General George S. Patton asked of his leaders, "Always do everything you ask of those you command." Leadership starts with personal accountability, it is unrealistic to expect others to follow and put forth personal sacrifice without an example to follow. Double standards breed cynicism and bad morale, while leading by example builds unity, a sense of purpose, and dedication. Setting the example is easy: proper military bearing, picking up stray trash, not crossing the street to avoid a salute, stopping for retreat instead of executing the building dash, or showing up to work on time. However, the key lies in performing these actions consistently and to expect nothing less from those around you, even when you think nobody else is around.

Benjamin Franklin wrote, "He that is good for making excuses is seldom good for anything else." To operate effectively, military units require an atmosphere where decision making can occur at the lowest levels and subordinates must be empowered to make decisions, even though some decisions might be wrong. More often than not, a bad decision made for the right reasons is better than one deferred or not made at all. Acknowledging that mistakes will be made, leaders place great trust in their subordinates' ability to make decisions or seek guidance when needed. The level of empowerment depends upon the amount of trust, faith and confidence earned by the individual. Accountability builds trust while excuses detract from authority. Subordinates and leaders alike must resist the urge to cover shortcomings with excuses, accept responsibility, seek ways to improve and move on.
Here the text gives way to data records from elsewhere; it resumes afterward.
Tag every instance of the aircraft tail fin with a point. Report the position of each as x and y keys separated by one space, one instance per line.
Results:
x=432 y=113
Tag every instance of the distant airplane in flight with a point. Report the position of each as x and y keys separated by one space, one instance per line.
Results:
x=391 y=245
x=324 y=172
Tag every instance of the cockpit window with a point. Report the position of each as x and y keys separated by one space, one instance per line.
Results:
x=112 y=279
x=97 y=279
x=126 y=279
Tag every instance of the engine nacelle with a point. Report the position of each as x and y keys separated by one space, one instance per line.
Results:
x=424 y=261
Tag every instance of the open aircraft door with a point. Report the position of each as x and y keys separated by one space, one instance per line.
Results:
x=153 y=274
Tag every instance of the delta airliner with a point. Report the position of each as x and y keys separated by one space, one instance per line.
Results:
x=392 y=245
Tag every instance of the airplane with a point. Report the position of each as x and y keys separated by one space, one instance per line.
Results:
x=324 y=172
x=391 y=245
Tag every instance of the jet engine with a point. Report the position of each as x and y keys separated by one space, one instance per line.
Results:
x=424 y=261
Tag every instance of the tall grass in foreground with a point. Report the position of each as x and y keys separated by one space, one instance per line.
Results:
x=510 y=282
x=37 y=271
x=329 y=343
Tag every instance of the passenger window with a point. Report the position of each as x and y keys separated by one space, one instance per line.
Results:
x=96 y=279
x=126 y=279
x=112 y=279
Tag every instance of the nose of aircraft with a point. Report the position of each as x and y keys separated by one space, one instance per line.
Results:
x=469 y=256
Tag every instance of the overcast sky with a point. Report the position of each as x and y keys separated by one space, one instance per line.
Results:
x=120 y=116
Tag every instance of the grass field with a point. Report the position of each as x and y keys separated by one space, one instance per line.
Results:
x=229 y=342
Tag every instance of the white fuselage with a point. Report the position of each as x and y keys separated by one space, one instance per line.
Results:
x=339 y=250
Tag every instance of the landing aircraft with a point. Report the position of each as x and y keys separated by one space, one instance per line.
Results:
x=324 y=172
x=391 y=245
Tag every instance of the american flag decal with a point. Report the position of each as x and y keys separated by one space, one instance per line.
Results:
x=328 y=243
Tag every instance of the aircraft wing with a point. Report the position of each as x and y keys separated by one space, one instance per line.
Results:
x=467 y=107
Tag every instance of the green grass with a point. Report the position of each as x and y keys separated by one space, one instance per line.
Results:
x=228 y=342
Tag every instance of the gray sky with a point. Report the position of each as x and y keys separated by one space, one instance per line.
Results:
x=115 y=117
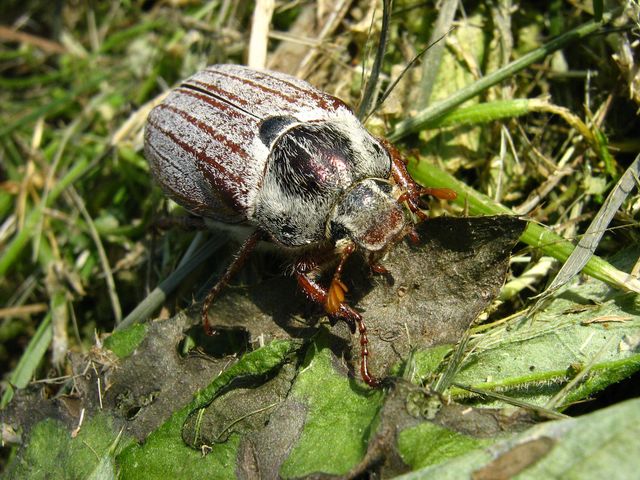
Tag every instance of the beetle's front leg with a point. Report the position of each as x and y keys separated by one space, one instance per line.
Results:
x=304 y=274
x=411 y=190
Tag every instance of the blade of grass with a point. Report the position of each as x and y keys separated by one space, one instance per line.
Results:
x=30 y=360
x=535 y=235
x=434 y=111
x=159 y=294
x=17 y=244
x=590 y=240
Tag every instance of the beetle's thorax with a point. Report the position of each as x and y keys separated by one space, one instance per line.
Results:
x=310 y=168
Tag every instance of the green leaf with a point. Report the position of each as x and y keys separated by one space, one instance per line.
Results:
x=428 y=444
x=340 y=419
x=595 y=446
x=164 y=454
x=53 y=452
x=589 y=333
x=124 y=342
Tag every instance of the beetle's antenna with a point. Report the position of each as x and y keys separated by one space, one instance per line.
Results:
x=389 y=89
x=368 y=98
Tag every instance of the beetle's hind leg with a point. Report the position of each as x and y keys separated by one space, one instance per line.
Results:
x=239 y=260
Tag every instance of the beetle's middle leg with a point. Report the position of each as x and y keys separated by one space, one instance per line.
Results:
x=237 y=263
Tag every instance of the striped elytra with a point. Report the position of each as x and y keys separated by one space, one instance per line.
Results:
x=270 y=151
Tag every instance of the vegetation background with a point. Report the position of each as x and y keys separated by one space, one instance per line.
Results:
x=78 y=251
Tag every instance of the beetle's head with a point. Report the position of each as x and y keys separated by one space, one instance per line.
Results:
x=368 y=215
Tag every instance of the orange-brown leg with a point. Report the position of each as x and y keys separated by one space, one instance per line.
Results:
x=237 y=263
x=343 y=311
x=413 y=191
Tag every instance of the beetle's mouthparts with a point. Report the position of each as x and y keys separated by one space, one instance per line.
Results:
x=368 y=215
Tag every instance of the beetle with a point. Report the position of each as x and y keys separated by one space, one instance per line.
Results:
x=263 y=149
The Japanese have a proverb: "The reputation of a thousand years may be determined by the conduct of one hour." The military is accountable to every taxpayer in the United States. Our military presence in countries around the globe is often the only glimpse of American society foreigners will see outside of Hollywood productions. The actions of the few can have large repercussions. On an individual level, it is important to realize that snapshots in time like a DUI, PT failure, or safety violation, can overshadow otherwise successful careers. It has never been more important to do the right thing, at all times.

Actor and comedian George Burns put it simply, "No snowflake in an avalanche ever feels responsible." Resist the temptation of the mob, be a wingman, and make the tough choice to speak out. DoD's ability to self-police directly contributes to the military having the highest confidence rating of any other national institution since 1998. Of 1,020 people surveyed in 2011, 78 percent responded they had high esteem for the US military. By comparison, organized religion was at 48 percent, the U.S. Supreme Court at 37 percent, television news at 27 percent and Congress was at 12 percent.

Children are fond of saying, "It's not my fault," "They made me do it" or "I forgot." As adults, those responses too often turn into, "It's not my job," "I wasn't told," or "It couldn't be helped."

There is a lot to be said for a little personal accountability and doing the right thing. As an organization, we owe it to ourselves and our country to continually question past processes, spur innovation and swim upstream when needed.